King Abdullah of Jordan has become the first Arab leader to publically state that Syrian President Bashar al Assad should step down.

In an interview with the BBC, the Jordanian ruler urged the besieged dictator to open talks with the protesters and end the brutal crackdown.

Assad's regime has faced increasing criticism from its Arab neighbours in recent weeks.

On Saturday, the Arab League passed a vote to suspend Syria’s membership, leading to unrest in Damascus in which the embassies of Qatar, Saudi Arabia and Turkey were attacked.

Both the Saudi and Qatar ambassadors have since left Syria.

“If I were in his shoes I would step down,” said Abdullah, adding that he should ensure his successor should be able to “change the status quo”.

“Bashar could go and someone else could come in, but if it’s the same regime and the same member then we’re back to where we started."

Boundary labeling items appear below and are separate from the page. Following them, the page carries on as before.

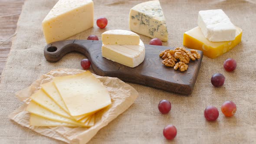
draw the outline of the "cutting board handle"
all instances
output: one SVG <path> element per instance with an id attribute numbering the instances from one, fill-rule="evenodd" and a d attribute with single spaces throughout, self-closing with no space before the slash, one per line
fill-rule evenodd
<path id="1" fill-rule="evenodd" d="M 50 62 L 56 62 L 67 53 L 71 52 L 81 53 L 91 59 L 90 54 L 92 53 L 94 48 L 101 45 L 102 41 L 98 40 L 76 39 L 56 42 L 46 46 L 44 55 Z"/>

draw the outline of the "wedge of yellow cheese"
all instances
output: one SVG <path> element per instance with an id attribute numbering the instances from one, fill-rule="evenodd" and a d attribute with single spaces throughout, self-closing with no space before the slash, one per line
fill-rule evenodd
<path id="1" fill-rule="evenodd" d="M 200 28 L 197 26 L 184 33 L 183 45 L 190 49 L 201 50 L 204 55 L 214 59 L 228 52 L 241 42 L 243 30 L 238 27 L 236 28 L 235 40 L 212 42 L 205 38 Z"/>
<path id="2" fill-rule="evenodd" d="M 55 77 L 53 82 L 72 117 L 91 114 L 111 104 L 108 91 L 89 71 Z"/>
<path id="3" fill-rule="evenodd" d="M 59 0 L 42 22 L 47 43 L 62 40 L 93 26 L 91 0 Z"/>

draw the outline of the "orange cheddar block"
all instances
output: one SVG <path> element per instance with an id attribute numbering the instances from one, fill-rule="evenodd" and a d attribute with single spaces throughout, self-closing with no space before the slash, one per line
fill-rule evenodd
<path id="1" fill-rule="evenodd" d="M 243 30 L 236 28 L 235 40 L 212 42 L 204 37 L 201 29 L 197 26 L 184 33 L 183 45 L 190 49 L 201 50 L 204 55 L 214 59 L 228 52 L 241 42 Z"/>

He also said that Jordan would be a part of a "reaching out" to the civilian protesters in Syria.

In Brussels, European foreign ministers have approved the tightening of sanctions against the Assad regime, including the listing of 18 individuals involved in or supporting the regime’s violence against the protesters.

The EU has also moved to prevent Syria withdrawing money from the European Investment Bank.

Speaking after the foreign affairs council meeting, Foreign Secretary William Hague said he welcomed the decision to “apply further pressure on President Assad’s regime, following the strong measures announced by the Arab League this weekend.”

Earlier on Monday, Syria reacted angrily to the Arab League's decision to suspend its membership, calling the move “illegal” and a “dangerous step” for the region.